During pregnancy, mephenytoin (drug, 100 mg/kg, 200 mg/kg) decreased mother weight gain and increased hybridization of offspring at 200 mg/kg but not at 100 mg/kg. Sprague-Dawley CD Mefentoin dramatically lowers blood cholesterol and triglyceride levels in mice and may have a hypolipidemic impact when administered intraperitoneally at a dose of 20 mg/kg per day for 16 consecutive days [3].

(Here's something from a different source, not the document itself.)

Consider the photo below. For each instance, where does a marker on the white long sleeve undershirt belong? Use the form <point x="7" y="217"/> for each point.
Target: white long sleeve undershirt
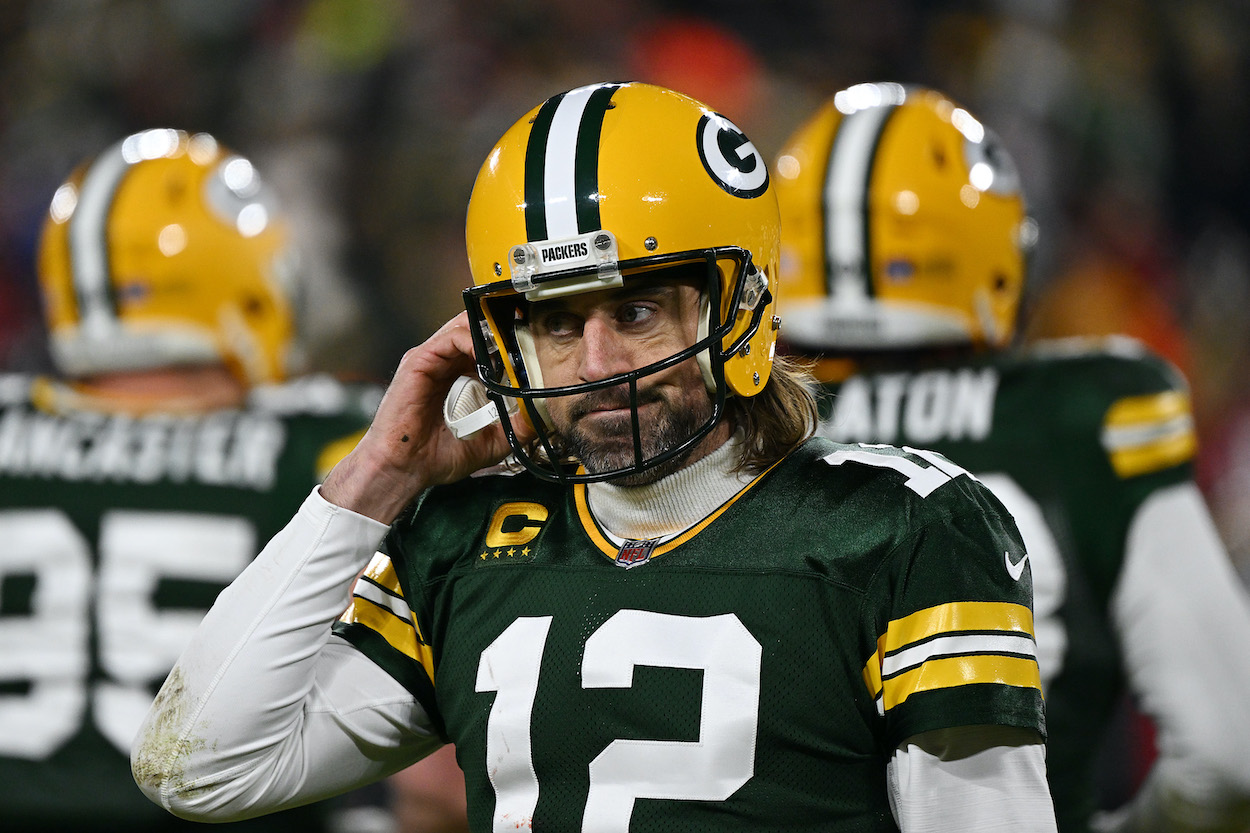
<point x="1183" y="618"/>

Absorption, Distribution and Excretion
1.4 L/kg Mephenytoin is absorbed via the gastrointestinal tract. After oral administration, the drug has an onset of action of 30 minutes and a duration of action of 24–48 hours. The plasma concentrations required to achieve therapeutic efficacy are unknown; however, it has been reported that total serum concentrations of 25–40 μg/mL of mephenytoin and its major metabolite effectively control seizures without causing clinical toxicity. When mephenytoin is used in combination with its active metabolite nilvano (SRP), the therapeutic serum concentration range is 25–40 μg/mL (115–183 μmol/L). The time to peak concentration of mephenytoin is 45 minutes to 4 hours, while that of nilvano is 16–36 hours. …A single-dose study of mephenytoin (Mephenytoin)… was conducted in adult hospitalized patients receiving stable therapy with other antiepileptic drugs. Five patients received mephenytoin at a dose of 7 mg per kilogram of body weight. Strictly continuous blood sampling was performed. The time to peak concentration (Tmax) of mephenytoin was 1 hour, and its half-life (T1/2) was 7 hours; the T1/2 of its metabolite, 5-ethyl-5-phenylhydantoin, was 96 hours. …Saliva accurately reflects the free concentrations of both drugs. The average salivary concentration of mephenytoin (as a percentage of total concentration) was 61%, and that of its metabolite was 73%… The therapeutic significance lies in the fact that after administration of mephenytoin, its metabolite, 5-ethyl-5-phenylhydantoin, exerts an anticonvulsant effect, and its long half-life allows for the maintenance of stable blood drug concentrations with a simple dosing regimen.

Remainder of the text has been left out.